A little while ago we all saw a parallel storyline gathering steam while the IPL was on in full tilt and the events were not even unfolding in the cricket field but in the ballot boxes of the International Cricket Council, which ended up conducting (no pun intended) one of the most acrimonious elections in recent years. Although the ICC had made it clear to all member boards that all of them should abstain from lobbying for their candidates in the elections for selecting the members of the ICC’s cricket committee in any way, it became apparent once the results were declared that all of it had fallen on deaf ears when the much feted former Australian cricketer and chief executive of the Federation of International Cricketers Associations (FICA) found himself bundled out of the committee and out of their jobs.
So there lies the back drop and no prizes of guessing who the rogue cricket board turned out to be – it was the BCCI, who ‘pressurised’ the 5 key member boards to vote in favour of Laxman Sivaramakrishnan.
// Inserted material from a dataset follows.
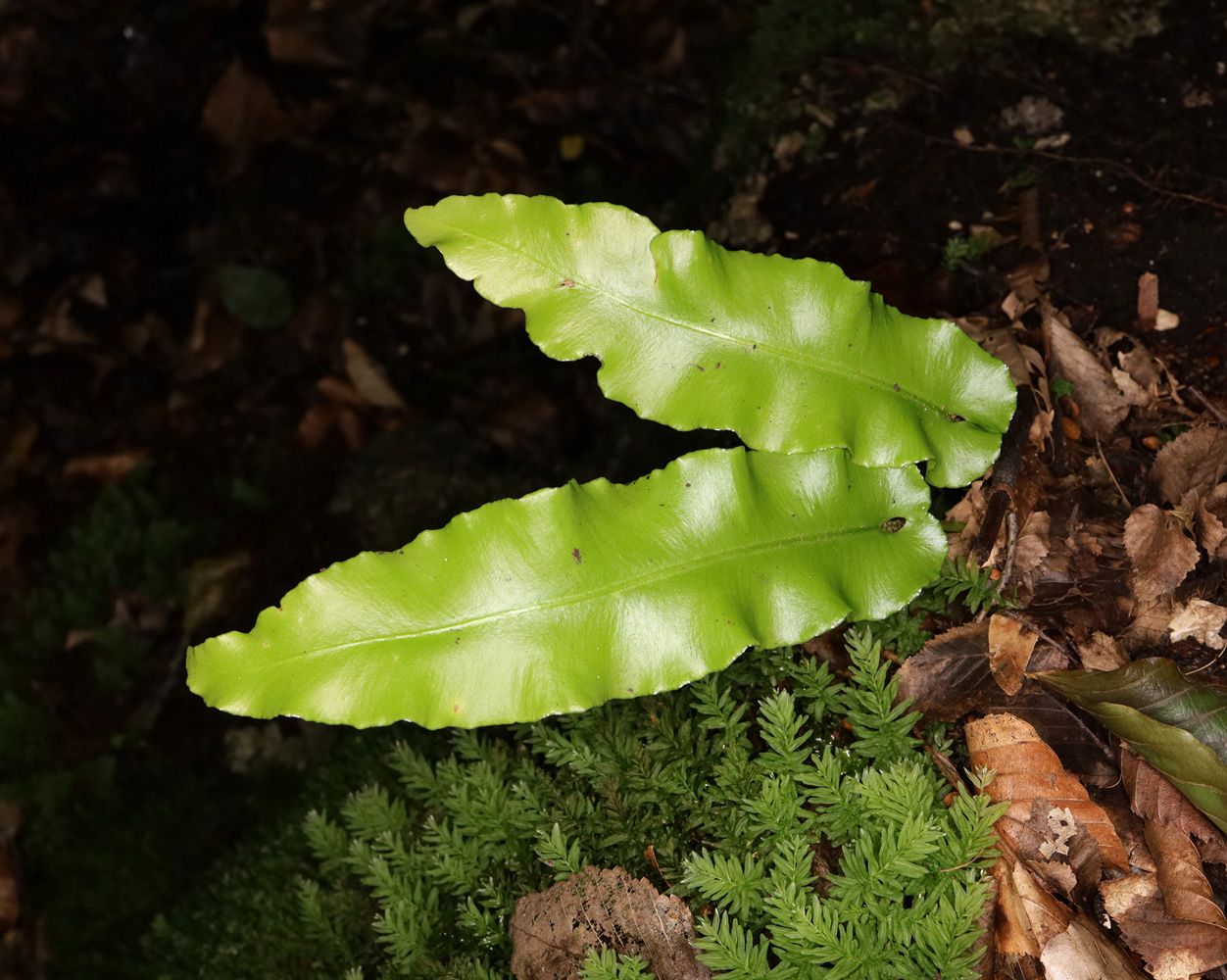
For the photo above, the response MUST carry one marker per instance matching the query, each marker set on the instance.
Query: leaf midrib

The Australian and English media went into overdrive the moment this was announced and even ended up calling the BCCI a ‘cancer’ and its president the ‘most destructive man in cricket’. The BCCI had always had a needle with FICA, whom they never recognised as a players’ union of sorts and whatever they ever proposed were always shot down without even as much as looking at it and so you would agree that it was only in the BCCI’s interests that they would try and oust the chief executive of FICA from the ICC cricket committee.
Now no one is disputing that it is well within the BCCI’s scope of influence to swing 5 votes in favour of a candidate who they feel is well disposed towards their cause and Mr. Sivaramakrishnan, whose full time job is with India Cements owned by N. Srinivasan – the BCCI president – is anything but. However, what is astounding is the way they have painted Laxman Sivaramakrishnan as instead having the job of a ‘paid commentator’ of the BCCI deliberately overlooking the fact that he had also played Test cricket for India. The 4 countries who voted for Tim May- South Africa, New Zealand, Australia (understandably) and England sent their PR machinery on overdrive to pull down the BCCI for its brazen show of power to retain the ‘monopoly’ they had in the ICC.
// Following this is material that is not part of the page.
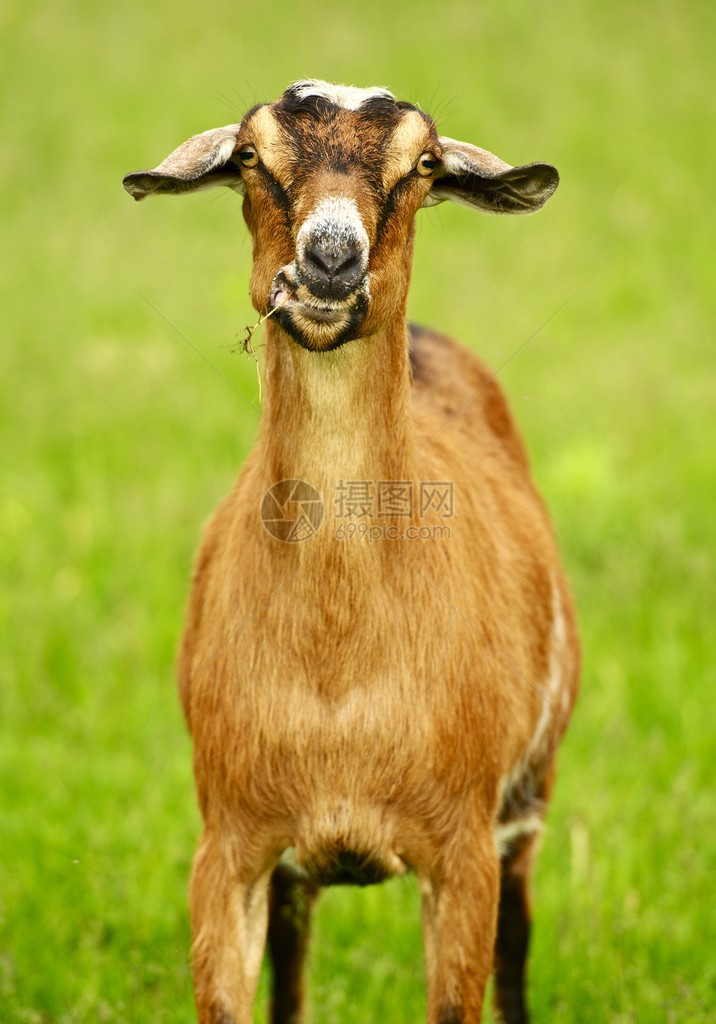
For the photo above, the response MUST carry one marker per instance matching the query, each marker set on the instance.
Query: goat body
(359, 709)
We need to get a few facts straight before we get into the pros and cons of the BCCI’s show of economic power in the cricketing world. First of all, the BCCI controls the world game because of the massive revenues it earns for the rest of the cricketing world and for those in the England and Australia who are bemoaning the developments should think twice before they take on the BCCI because no matter how much they try and talk up the Ashes; it is a tour by the Indian team that would drive up their revenues to levels that an Ashes series would never do. In addition to that, history is replete with examples of how powerful countries, dynasties and kings had always tried to see to their own interests before they saw to the interests of the less fortunate. The ones sitting in the dark long room at Lord’s or MCG should try and live with the fact that the heart of cricket no longer beats in London or Melbourne but in the boardrooms of the BCCI in Mumbai, Delhi, Kolkata or Chennai. Many in Cricket do realize this (the power of the BCCI) – take for instance Haroon Lorgat – one of the first things he said on being elected the head of CSA is that he will try to improve CSA’s relationship with the Indian board. The mandate is clear- either you are with the BCCI or against them– and there is no great benefit of being against them other than the stoking of erstwhile long forgotten pride.